That poet born of heaven came to be in residence, and plucking his resounding lyre strings, he summoned many shade trees to his presence.
– Ovid, X. 127-130
Mightier than the Mississippi,
Leaving here and there the body,
Sinewy and long, of some water beast
Long dead, its form found years later,
Entombed in stone.And when the river receded,
Leaving the land prone, naked,
The Poet came and called them into being:
The hickory, and ash – the cedar,
Where the birds would rest when the snows came.
The sycamores, to line the winding streams,
Frail daughters of that river long departed,
Their bodies like ghosts along the water.
Poplars grew, with blossoms like teacups,
And the oak tree, as fine and full as a lung.
All these burst up from the mire of the fled river.
And beneath their canopy others grew:
Rhododendron, bloodroot, columbine,
Hepatica, trillium, phlox.
Their names like songs,
Faint music rising from their quivering bodies
With each rainfall.
New beasts came to the mountains,
Ones so wild and free it seemed a sin almost to name them.

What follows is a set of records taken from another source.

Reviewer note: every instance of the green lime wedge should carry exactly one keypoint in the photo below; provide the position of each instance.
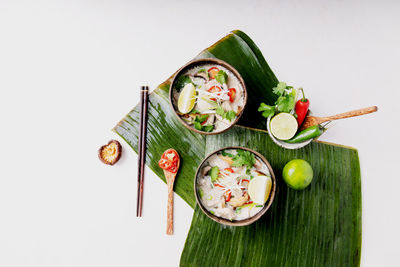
(187, 98)
(259, 189)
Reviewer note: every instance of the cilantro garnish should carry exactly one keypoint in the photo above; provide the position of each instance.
(226, 154)
(229, 115)
(221, 77)
(266, 110)
(198, 120)
(285, 102)
(182, 81)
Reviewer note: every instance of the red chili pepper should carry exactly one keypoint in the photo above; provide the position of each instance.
(214, 89)
(204, 122)
(302, 108)
(245, 180)
(228, 195)
(212, 72)
(169, 161)
(229, 170)
(232, 94)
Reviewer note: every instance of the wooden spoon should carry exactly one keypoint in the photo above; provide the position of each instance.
(170, 177)
(311, 120)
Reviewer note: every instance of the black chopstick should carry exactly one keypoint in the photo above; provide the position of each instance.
(144, 91)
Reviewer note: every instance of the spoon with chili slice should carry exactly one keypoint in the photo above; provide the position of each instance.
(169, 162)
(311, 120)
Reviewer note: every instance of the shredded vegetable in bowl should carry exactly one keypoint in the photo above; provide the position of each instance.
(208, 97)
(234, 184)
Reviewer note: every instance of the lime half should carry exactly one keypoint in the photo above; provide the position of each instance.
(259, 189)
(283, 126)
(187, 98)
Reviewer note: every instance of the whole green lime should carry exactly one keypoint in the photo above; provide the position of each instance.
(297, 174)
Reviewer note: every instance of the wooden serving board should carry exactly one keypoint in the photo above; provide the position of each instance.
(319, 226)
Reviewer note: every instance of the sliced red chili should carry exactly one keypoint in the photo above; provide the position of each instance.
(229, 170)
(169, 161)
(228, 195)
(232, 94)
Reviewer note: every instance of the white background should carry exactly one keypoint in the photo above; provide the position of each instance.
(70, 70)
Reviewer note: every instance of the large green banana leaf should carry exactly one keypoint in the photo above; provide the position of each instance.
(319, 226)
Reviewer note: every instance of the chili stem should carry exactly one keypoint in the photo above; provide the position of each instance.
(304, 99)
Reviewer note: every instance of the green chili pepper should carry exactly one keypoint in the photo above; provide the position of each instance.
(307, 134)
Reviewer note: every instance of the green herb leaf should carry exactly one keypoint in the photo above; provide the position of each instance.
(208, 128)
(194, 111)
(229, 115)
(267, 110)
(226, 154)
(243, 158)
(285, 103)
(198, 126)
(220, 111)
(201, 118)
(201, 193)
(182, 81)
(221, 77)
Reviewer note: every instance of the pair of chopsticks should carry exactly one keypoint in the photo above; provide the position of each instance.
(144, 93)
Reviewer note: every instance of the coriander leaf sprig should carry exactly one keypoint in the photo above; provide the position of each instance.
(285, 102)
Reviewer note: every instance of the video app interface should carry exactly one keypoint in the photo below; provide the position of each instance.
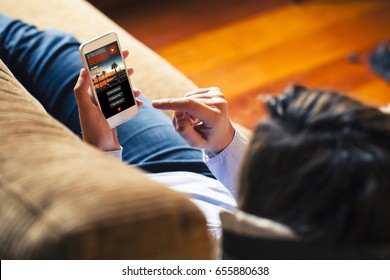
(109, 77)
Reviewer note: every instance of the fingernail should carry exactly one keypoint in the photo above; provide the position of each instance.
(179, 115)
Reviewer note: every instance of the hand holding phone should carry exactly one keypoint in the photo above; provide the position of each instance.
(108, 76)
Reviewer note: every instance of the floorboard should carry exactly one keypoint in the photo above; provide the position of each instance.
(249, 48)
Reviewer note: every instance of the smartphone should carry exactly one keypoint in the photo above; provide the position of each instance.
(110, 82)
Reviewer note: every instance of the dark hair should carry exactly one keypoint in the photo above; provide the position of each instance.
(320, 163)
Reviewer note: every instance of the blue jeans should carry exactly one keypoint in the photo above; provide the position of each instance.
(47, 64)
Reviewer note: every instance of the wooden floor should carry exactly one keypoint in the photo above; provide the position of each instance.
(248, 48)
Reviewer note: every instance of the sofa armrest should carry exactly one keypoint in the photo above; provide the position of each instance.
(63, 199)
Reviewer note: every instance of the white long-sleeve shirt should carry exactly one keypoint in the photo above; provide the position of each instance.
(210, 195)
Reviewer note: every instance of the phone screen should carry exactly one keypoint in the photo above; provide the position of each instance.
(109, 77)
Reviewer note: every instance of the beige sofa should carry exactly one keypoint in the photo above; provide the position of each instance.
(53, 203)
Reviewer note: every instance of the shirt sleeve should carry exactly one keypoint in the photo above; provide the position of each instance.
(225, 165)
(116, 153)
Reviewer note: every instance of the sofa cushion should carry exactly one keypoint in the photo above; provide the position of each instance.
(61, 198)
(153, 75)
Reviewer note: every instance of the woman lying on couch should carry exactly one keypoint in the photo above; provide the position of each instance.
(316, 169)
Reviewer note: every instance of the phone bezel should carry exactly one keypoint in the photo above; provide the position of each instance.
(97, 43)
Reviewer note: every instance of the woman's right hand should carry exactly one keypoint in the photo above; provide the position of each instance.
(201, 118)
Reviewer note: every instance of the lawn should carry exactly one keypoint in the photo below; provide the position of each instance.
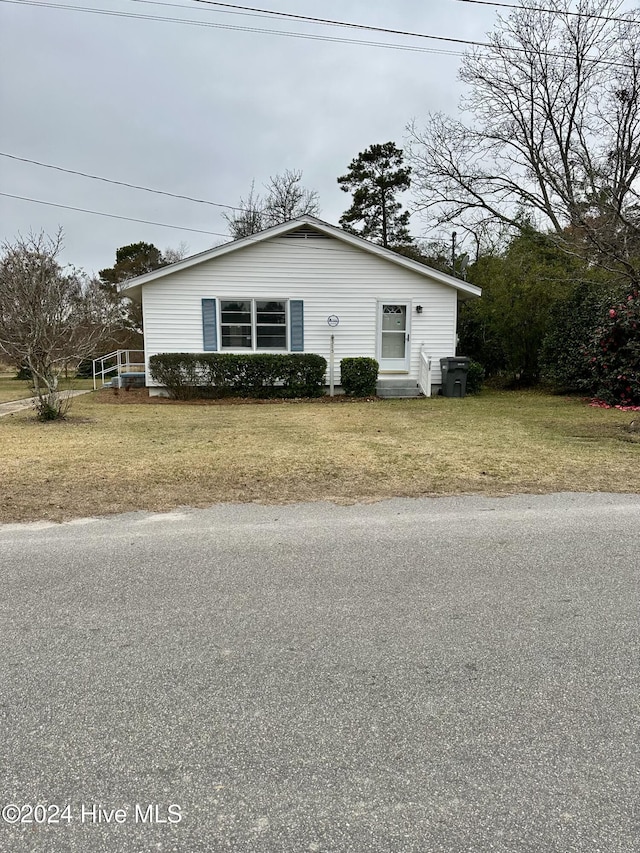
(113, 455)
(15, 389)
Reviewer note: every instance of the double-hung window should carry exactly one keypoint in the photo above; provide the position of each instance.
(253, 324)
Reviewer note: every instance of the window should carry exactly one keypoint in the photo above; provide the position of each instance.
(253, 324)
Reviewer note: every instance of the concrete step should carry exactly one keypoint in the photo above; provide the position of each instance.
(398, 388)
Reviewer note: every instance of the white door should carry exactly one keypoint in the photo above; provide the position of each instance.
(393, 335)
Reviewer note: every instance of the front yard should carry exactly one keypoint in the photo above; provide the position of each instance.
(113, 458)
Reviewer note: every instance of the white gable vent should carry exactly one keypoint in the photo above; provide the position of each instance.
(306, 232)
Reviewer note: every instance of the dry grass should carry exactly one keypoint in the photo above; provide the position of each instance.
(15, 389)
(12, 389)
(114, 458)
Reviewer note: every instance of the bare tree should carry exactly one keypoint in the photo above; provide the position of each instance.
(554, 136)
(285, 199)
(49, 316)
(248, 218)
(172, 256)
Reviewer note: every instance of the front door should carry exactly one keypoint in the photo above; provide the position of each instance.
(393, 335)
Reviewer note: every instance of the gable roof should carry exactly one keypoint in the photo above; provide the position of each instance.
(132, 286)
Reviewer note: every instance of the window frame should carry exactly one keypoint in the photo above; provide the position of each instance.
(253, 300)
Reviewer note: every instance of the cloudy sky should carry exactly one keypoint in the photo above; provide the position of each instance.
(202, 104)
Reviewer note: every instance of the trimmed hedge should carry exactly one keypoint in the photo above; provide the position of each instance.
(359, 376)
(191, 375)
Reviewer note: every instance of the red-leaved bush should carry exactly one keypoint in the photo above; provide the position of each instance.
(613, 354)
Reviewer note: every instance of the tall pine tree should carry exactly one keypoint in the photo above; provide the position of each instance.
(375, 177)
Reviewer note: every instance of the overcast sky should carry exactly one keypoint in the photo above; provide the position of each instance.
(202, 110)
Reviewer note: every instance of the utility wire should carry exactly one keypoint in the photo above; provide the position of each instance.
(211, 24)
(121, 183)
(549, 11)
(113, 215)
(310, 36)
(337, 23)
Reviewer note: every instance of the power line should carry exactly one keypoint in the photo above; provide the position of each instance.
(112, 215)
(213, 25)
(120, 183)
(336, 23)
(387, 30)
(309, 36)
(549, 11)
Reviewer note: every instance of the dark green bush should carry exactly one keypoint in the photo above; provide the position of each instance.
(85, 369)
(359, 376)
(190, 375)
(475, 377)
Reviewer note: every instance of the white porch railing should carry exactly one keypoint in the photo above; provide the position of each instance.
(424, 373)
(116, 364)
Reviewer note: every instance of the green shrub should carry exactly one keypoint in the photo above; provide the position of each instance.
(475, 377)
(190, 375)
(85, 369)
(613, 354)
(359, 376)
(573, 325)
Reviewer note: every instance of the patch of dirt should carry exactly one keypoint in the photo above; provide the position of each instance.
(140, 396)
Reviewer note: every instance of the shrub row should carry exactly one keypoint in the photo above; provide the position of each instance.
(359, 376)
(189, 375)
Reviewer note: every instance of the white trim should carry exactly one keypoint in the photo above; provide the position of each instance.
(463, 287)
(254, 325)
(385, 365)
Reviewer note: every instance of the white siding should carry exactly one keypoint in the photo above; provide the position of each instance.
(330, 276)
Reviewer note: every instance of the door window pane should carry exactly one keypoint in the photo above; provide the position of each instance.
(394, 318)
(393, 345)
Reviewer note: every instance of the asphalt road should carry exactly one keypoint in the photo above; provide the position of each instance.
(434, 675)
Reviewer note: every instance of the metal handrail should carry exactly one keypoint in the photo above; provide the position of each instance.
(122, 363)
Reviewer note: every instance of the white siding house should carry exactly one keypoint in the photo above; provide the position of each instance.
(293, 286)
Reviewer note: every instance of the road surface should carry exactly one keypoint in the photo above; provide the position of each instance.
(437, 676)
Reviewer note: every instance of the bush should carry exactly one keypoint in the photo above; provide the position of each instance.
(190, 375)
(85, 369)
(574, 324)
(359, 376)
(475, 377)
(613, 354)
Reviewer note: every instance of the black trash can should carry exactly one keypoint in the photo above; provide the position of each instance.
(454, 375)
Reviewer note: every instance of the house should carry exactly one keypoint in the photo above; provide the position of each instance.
(304, 286)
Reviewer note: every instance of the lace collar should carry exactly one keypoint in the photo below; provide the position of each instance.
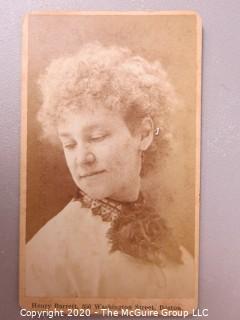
(108, 209)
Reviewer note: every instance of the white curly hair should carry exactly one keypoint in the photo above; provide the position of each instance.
(114, 78)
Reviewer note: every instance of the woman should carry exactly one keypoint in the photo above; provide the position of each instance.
(104, 104)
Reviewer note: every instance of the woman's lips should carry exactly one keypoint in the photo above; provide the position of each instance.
(91, 174)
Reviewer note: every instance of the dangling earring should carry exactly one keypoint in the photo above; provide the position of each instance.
(142, 164)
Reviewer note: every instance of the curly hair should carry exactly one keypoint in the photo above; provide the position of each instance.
(116, 79)
(113, 78)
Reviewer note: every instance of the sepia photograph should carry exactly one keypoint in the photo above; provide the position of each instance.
(110, 160)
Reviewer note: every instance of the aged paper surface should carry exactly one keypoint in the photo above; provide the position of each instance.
(110, 161)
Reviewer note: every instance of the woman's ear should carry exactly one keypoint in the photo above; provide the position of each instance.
(146, 133)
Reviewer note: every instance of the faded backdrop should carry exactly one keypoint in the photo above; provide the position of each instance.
(169, 39)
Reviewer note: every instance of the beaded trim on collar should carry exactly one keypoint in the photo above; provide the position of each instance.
(108, 209)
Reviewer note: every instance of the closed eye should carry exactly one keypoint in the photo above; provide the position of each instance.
(69, 145)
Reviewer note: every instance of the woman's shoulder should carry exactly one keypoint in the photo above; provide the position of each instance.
(58, 227)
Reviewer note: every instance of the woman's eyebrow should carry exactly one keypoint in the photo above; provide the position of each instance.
(64, 134)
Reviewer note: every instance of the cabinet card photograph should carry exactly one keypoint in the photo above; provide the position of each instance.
(110, 161)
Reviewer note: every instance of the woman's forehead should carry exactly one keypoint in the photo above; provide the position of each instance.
(90, 119)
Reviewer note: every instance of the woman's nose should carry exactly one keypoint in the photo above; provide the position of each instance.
(85, 157)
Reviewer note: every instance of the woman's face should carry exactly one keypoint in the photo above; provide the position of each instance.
(104, 158)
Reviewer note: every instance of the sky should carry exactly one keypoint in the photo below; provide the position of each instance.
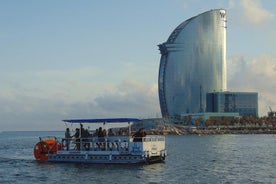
(71, 59)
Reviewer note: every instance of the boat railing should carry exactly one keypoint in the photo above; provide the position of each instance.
(114, 143)
(111, 143)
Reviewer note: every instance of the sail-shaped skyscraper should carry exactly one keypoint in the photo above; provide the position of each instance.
(193, 63)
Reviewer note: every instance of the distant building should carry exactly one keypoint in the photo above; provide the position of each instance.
(193, 62)
(245, 103)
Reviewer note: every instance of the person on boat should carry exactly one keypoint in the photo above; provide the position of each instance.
(120, 132)
(110, 132)
(138, 136)
(77, 137)
(67, 138)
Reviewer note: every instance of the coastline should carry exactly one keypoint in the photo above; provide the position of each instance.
(178, 130)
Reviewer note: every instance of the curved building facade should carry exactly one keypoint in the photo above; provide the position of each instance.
(193, 63)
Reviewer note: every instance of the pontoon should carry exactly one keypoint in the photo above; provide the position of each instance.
(121, 149)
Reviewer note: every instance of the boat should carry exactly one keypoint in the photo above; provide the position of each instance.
(118, 149)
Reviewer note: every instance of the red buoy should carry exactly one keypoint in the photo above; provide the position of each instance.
(45, 147)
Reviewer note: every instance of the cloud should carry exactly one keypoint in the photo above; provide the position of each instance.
(254, 75)
(31, 111)
(254, 13)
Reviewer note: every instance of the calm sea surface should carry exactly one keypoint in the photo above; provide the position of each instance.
(191, 159)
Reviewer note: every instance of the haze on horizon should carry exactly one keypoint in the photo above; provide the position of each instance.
(91, 59)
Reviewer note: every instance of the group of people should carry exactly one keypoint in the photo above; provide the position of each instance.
(100, 133)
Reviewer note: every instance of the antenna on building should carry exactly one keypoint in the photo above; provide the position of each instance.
(200, 99)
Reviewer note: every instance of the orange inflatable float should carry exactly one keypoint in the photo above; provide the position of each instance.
(44, 147)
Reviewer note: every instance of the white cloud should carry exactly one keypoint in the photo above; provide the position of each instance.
(21, 110)
(254, 13)
(255, 75)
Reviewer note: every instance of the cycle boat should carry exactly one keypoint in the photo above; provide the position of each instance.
(116, 149)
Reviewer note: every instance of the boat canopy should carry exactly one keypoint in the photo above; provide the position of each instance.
(105, 120)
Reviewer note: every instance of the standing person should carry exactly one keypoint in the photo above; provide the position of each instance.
(67, 138)
(138, 136)
(77, 136)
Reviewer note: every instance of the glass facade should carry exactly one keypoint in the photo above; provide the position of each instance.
(193, 62)
(245, 103)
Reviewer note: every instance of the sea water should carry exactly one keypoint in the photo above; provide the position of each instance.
(191, 159)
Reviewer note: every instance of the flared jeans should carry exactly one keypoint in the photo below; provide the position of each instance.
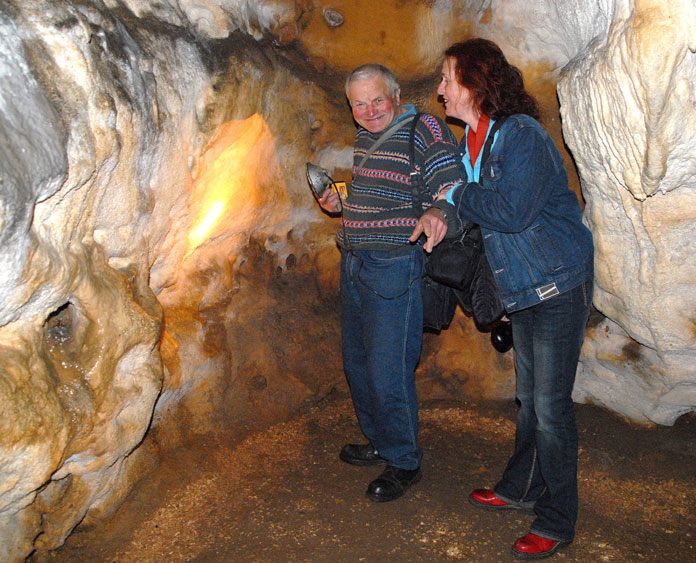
(543, 467)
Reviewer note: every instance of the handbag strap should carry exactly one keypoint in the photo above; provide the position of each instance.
(418, 191)
(383, 137)
(491, 139)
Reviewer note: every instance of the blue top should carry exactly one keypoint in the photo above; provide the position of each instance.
(535, 240)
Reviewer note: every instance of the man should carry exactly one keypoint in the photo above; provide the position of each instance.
(382, 309)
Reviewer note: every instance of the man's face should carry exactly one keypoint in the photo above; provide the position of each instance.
(374, 107)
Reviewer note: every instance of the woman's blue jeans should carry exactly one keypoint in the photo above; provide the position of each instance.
(382, 333)
(543, 468)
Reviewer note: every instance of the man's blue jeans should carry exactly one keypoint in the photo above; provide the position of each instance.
(382, 333)
(543, 468)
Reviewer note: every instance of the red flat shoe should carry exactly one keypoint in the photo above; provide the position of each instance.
(533, 546)
(486, 499)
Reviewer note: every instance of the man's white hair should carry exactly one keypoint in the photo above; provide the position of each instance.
(368, 71)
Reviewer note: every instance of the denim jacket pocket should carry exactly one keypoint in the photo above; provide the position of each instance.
(492, 170)
(545, 249)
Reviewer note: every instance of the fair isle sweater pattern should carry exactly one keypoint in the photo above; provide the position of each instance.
(378, 213)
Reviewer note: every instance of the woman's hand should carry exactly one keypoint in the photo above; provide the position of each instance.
(434, 225)
(329, 201)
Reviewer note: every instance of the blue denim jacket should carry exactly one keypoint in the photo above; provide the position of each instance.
(532, 226)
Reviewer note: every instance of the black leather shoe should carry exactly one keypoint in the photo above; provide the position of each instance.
(392, 483)
(361, 454)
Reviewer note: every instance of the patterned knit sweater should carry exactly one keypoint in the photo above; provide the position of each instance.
(378, 212)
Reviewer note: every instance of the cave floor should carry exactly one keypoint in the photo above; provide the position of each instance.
(282, 494)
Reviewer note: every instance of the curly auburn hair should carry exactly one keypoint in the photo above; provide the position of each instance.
(496, 87)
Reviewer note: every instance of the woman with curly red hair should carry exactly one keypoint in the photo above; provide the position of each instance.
(541, 255)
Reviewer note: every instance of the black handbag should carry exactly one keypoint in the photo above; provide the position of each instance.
(453, 262)
(459, 264)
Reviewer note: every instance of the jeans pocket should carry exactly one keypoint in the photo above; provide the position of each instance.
(387, 275)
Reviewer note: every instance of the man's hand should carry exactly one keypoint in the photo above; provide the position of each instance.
(329, 201)
(433, 224)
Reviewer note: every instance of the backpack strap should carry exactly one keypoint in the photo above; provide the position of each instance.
(418, 190)
(383, 137)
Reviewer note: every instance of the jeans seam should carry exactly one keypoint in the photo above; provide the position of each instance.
(403, 355)
(531, 475)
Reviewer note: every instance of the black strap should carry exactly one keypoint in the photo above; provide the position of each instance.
(491, 137)
(417, 189)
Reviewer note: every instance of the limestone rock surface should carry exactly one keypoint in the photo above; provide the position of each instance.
(628, 115)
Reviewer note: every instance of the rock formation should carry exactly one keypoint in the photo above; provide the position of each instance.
(166, 272)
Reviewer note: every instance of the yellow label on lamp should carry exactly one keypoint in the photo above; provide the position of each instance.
(342, 189)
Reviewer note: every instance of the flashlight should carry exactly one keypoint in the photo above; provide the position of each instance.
(319, 180)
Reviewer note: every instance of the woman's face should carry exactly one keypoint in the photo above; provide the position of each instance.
(456, 98)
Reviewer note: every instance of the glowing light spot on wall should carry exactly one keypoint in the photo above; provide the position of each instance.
(199, 232)
(225, 188)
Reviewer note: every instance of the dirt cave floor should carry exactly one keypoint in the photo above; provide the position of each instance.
(282, 495)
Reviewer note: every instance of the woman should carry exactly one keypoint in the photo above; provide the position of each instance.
(542, 258)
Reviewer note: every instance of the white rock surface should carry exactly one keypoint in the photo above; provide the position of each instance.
(628, 107)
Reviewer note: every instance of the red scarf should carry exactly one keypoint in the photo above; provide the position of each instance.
(475, 140)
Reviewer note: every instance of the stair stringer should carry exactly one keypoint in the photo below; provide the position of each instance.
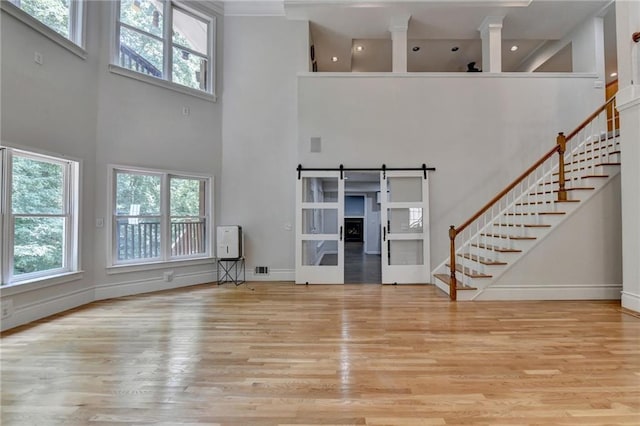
(493, 288)
(598, 276)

Myths, and legends, whole religions sprang from the woods,
From the Earth the river left.
Now, there is a dissembling on the mountains.
Land centuries in the making
Reduces to dust, vacant as a barren planet,
Caustic as a star.
Each rain comes like death to the land,
And the soil that took lifetimes to build is
Expulsed, lodges itself down hill, down stream.
So how will I plant you now?
There is no creeper, no ivy strong enough to halt
And so this Genesis elapses into chaos,
Turning, lastly, to elegy, to mourn.